その陰には、地元町会のメンバーの方が調べて教えたくださった町会と井戸との30年の関りの歴史と情報や、またメンバーの方が業務用に契約されているChatGPT を使って、私の纏めた元原稿をAIに聞いて子供たち向けに項目建ての構成案を作って頂いたり、また最後に出来上がった原稿を事務局がお願いして地元小学校の教頭先生に子供向けに使うために校正いただいたりと、勿論周りの方々の協力もありました。
 当日は、初回が小学校のお子さんが6人、二回目が3人と参加者は多くは無かったのですが、皆さん親御さんと一緒に、中には第二地区外の地区や東京からも、親御さんのご実家である地区内のお祖父ちゃん、お祖母ちゃんの家に遊びに来ていて、そのお祖父ちゃんやお祖母ちゃんと一緒に参加してくれたお子さんもおられました。
清掃ボランティアがやっている井戸掃除を体験して貰いましたが、スダレ効果や清掃直後だったりしたためにあまり汚れていなかったので、むしろ水路の方が藻が発生していて汚れているからと、そちらに移動して、しかもデッキブラシではなく「こっちの方が良く落ちるから」と金属のタワシを使って一所懸命掃除をしてくれるお子さんもおられ、またサンダル履きだったので「この方がやり易いから」と、水路の中に入ってじゃぶじゃぶと歩きながらデッキブラシで藻を落とす男の子もいて、(子供だから)“まねごとで良いだろう”と思っていたこちらが、むしろ教えられまた反省をさせられました。
清掃体験の後は近くの公民館に移動して、高学年と低学年の2グループに分かれ、清掃ボランティアのメンバーでもある市の職員がグループ毎にそれぞれ用意した先述のテキストを使って、傍で見ていたこちらも感心する程に子供向けに上手く説明されて、子供たちに松本の水と源智の井戸を含む湧水のことを勉強してもらい、最後に水道水と湧水の水を4種類飲み比べて、自分たちが掃除した源智の井戸の水を当てて貰う“利き水”も体験して貰いました。

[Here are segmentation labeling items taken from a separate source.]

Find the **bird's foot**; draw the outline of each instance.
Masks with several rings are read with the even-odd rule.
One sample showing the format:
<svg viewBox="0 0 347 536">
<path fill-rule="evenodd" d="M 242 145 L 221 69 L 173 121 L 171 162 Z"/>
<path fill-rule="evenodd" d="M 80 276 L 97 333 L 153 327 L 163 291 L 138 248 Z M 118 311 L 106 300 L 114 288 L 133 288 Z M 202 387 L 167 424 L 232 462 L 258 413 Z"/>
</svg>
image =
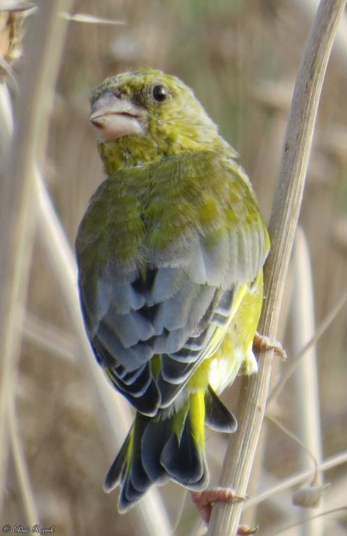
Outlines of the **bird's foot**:
<svg viewBox="0 0 347 536">
<path fill-rule="evenodd" d="M 237 534 L 238 536 L 249 536 L 251 534 L 256 534 L 258 529 L 258 526 L 250 528 L 248 525 L 239 525 Z"/>
<path fill-rule="evenodd" d="M 286 350 L 280 343 L 278 343 L 276 341 L 272 341 L 269 337 L 260 335 L 258 332 L 256 332 L 253 340 L 253 348 L 258 351 L 261 350 L 273 350 L 275 354 L 279 355 L 282 359 L 287 359 Z"/>
<path fill-rule="evenodd" d="M 244 497 L 237 495 L 230 488 L 209 488 L 203 491 L 191 491 L 191 498 L 199 510 L 202 521 L 207 525 L 209 523 L 212 503 L 215 500 L 223 500 L 226 502 L 232 502 L 234 500 L 244 500 Z M 247 534 L 247 533 L 240 533 Z M 255 534 L 255 533 L 248 533 Z"/>
</svg>

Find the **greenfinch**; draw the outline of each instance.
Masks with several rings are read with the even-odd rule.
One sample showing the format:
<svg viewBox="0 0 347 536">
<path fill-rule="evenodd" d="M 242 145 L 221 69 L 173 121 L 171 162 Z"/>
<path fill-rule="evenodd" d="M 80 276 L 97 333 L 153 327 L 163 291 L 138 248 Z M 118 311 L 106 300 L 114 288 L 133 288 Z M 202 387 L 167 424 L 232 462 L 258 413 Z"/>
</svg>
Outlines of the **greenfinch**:
<svg viewBox="0 0 347 536">
<path fill-rule="evenodd" d="M 257 370 L 270 241 L 235 151 L 181 80 L 117 75 L 91 106 L 105 179 L 79 226 L 78 284 L 96 359 L 136 410 L 105 483 L 124 512 L 169 479 L 206 487 L 205 424 L 236 429 L 219 394 Z"/>
</svg>

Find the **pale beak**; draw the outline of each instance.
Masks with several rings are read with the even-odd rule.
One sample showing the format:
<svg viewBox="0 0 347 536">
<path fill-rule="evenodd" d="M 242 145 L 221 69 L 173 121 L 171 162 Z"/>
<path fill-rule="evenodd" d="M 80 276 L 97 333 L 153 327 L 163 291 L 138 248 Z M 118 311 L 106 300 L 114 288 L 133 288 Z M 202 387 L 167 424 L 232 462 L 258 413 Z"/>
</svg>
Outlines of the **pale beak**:
<svg viewBox="0 0 347 536">
<path fill-rule="evenodd" d="M 110 142 L 123 136 L 143 136 L 144 110 L 125 98 L 106 92 L 95 101 L 89 119 L 103 142 Z"/>
</svg>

 終わってから、「今日、サッカーの大会で来られなかったお兄ちゃんにも見せてあげるから」とテキストを大事そうに持ち帰ってくれるお子さんや、「面白かった。また来年も来たい!」と言ってくれるお子さんもいて、少しは実施した成果があったかとホッとしました。
正直、私自身は定年後にたまたま井戸に関わることになって、初めて自分の生まれ育った松本の“水”について知ったことも多かったのですが、自分の暮らす松本の街の良さや、その恵まれた環境のことを子供の頃に知っていれば、また大人になっての印象や行動が例えその時に松本には居なくても変わって来るかもしれません。
小学生の子供さんたちの真剣さと素直さを傍で見てそうしたことを感じながら、この清掃体験と勉強会がそんな小さな一助になれば、今回実施した甲斐があると感じた次第です。